Como mulher e professora, quais as suas propostas para essas áreas?
Na sexta-feira (27), nós participamos de uma atividade muito importante na Praça da Base, pois no sábado foi o dia latino-americano da justiça reprodutiva e legalização do aborto. Nós defendemos essa bandeira da descriminalização e legalização do aborto porque essa criminalização condena as mulheres, principalmente as trabalhadoras e as mais pobres, e as pessoas que geram, porque não têm acesso a um serviço seguro e, muitas vezes, ficam com sequelas ou morrem vítimas de aborto mal feito. Isso é um problema de saúde pública, não é um problema moral nem de polícia.
Não debater isso leva os setores conservadores a querer avançar, inclusive, onde o aborto já é legal, quando as mulheres são vítimas de estupro. É uma bandeira de luta da gente acabar com essa hipocrisia, pois sabemos que nos países onde o aborto foi legalizado tem menos abortos e menos mortes.
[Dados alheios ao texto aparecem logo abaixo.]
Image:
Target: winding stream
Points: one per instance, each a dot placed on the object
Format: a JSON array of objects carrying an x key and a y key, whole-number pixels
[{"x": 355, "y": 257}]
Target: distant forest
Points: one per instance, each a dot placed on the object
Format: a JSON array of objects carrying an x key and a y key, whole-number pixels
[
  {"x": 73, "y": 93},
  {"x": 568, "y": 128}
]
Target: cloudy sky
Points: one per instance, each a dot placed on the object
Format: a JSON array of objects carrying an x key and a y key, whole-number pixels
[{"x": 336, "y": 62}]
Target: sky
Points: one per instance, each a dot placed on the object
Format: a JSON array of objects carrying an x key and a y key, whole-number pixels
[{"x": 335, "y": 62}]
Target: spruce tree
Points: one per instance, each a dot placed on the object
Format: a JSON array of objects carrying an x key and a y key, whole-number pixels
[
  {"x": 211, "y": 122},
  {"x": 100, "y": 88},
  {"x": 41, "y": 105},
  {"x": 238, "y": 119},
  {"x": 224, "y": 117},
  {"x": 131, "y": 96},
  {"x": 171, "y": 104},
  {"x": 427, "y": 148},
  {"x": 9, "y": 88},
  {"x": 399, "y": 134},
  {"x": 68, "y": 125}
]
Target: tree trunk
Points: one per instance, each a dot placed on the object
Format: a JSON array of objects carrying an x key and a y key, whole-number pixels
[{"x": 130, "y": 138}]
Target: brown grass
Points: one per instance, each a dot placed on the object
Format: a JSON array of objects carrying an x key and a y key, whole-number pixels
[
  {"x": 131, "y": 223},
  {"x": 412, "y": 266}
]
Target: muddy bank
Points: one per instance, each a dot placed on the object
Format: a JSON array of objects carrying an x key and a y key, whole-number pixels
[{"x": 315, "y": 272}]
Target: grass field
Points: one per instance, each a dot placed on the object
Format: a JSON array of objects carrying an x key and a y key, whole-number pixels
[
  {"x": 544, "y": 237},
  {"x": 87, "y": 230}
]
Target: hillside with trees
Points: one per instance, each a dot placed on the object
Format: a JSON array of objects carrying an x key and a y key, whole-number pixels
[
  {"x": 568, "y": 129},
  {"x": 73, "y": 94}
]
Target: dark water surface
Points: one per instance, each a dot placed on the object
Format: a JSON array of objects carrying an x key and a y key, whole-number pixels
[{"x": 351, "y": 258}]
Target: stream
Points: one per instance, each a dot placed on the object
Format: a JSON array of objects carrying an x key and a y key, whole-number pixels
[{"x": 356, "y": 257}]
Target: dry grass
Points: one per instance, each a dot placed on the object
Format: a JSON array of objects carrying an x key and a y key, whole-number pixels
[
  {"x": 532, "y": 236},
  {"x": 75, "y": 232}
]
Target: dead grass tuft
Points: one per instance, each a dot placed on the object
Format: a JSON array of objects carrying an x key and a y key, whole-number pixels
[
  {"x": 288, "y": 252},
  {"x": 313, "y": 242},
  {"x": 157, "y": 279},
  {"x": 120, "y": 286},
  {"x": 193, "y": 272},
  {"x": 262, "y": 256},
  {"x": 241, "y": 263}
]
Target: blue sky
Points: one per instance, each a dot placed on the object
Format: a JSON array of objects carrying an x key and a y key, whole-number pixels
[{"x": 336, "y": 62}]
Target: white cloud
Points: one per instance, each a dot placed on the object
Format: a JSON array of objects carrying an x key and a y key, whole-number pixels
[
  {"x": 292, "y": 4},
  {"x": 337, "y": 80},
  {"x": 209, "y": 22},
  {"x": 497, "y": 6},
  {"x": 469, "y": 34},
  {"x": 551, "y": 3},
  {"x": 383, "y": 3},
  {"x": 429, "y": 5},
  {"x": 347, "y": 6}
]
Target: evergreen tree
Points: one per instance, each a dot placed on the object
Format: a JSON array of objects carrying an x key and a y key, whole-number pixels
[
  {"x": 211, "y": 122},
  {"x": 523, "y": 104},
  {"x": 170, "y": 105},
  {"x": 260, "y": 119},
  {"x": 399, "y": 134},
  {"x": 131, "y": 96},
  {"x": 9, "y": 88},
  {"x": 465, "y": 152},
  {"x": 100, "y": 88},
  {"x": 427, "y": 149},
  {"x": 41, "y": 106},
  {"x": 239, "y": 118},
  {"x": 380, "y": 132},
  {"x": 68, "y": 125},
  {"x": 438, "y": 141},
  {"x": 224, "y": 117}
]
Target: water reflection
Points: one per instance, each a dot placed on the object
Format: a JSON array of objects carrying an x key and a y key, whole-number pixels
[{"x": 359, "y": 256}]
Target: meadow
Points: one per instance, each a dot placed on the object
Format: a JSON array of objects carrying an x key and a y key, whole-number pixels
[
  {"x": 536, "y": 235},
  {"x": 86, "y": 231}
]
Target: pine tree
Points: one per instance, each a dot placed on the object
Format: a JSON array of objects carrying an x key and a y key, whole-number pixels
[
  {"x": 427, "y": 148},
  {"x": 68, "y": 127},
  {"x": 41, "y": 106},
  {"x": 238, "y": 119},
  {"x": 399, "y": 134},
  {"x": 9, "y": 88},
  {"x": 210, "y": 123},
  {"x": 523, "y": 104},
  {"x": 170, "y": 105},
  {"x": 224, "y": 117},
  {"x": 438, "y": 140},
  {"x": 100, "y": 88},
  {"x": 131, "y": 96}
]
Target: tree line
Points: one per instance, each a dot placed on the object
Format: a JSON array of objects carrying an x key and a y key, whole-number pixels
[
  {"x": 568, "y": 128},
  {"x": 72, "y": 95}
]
E aqui no Brasil, mesmo os lugares que realizam abortos legais são sucateados. E sobre a educação, a gente quer construir uma educação que aborde educação sexual e educação de gênero, para acabar com o machismo, com a LGBTfobia. A gente quer uma sociedade mais humana, uma educação humanizadora, e não do jeito que se vê hoje em dia.
O que só a senhora pode oferecer para a cidade do Recife?
Simone Fontana: Nós estamos nessa campanha dialogando. A gente participou da greve dos motoristas de ônibus, fomos na assembleia dos Correios, assembleia de professores, fomos também conversar com os trabalhadores do metrô, andamos em algumas comunidades. Então, a gente está dialogando, apresentando as nossas propostas, levando as pessoas a refletirem sobre essa situação que a gente vive, em relação ao desemprego, à moradia, à educação. E a gente está conseguindo. É importante que as pessoas entendam que existem saídas e que os problemas podem ser resolvidos se a gente colocar o orçamento da cidade a serviço da população, e não dos grandes empresários, que são os que se beneficiam do orçamento da cidade.
Nós temos propostas e estamos apresentando, mas são propostas de enfrentamento aos mais poderosos que estão usufruindo do orçamento público, que estão se beneficiando dos problemas que a cidade tem. Eu preciso enfrentar esses bilionários para colocar a cidade a serviço da população.
Qual é a principal bandeira da sua campanha?
A minha principal bandeira é enfrentar os bilionários da cidade e colocar o orçamento a serviço da população do Recife, a serviço dos problemas mais importantes que a cidade enfrenta hoje. A gente coloca como forma de governar os conselhos populares, que são conselhos que a gente defende eleitos nos locais de moradia, nos locais de estudo, de trabalho, nos sindicatos. E, nesses conselhos populares, decidir sobre os principais problemas que a gente deve enfrentar e, junto com os conselhos, a gente governar.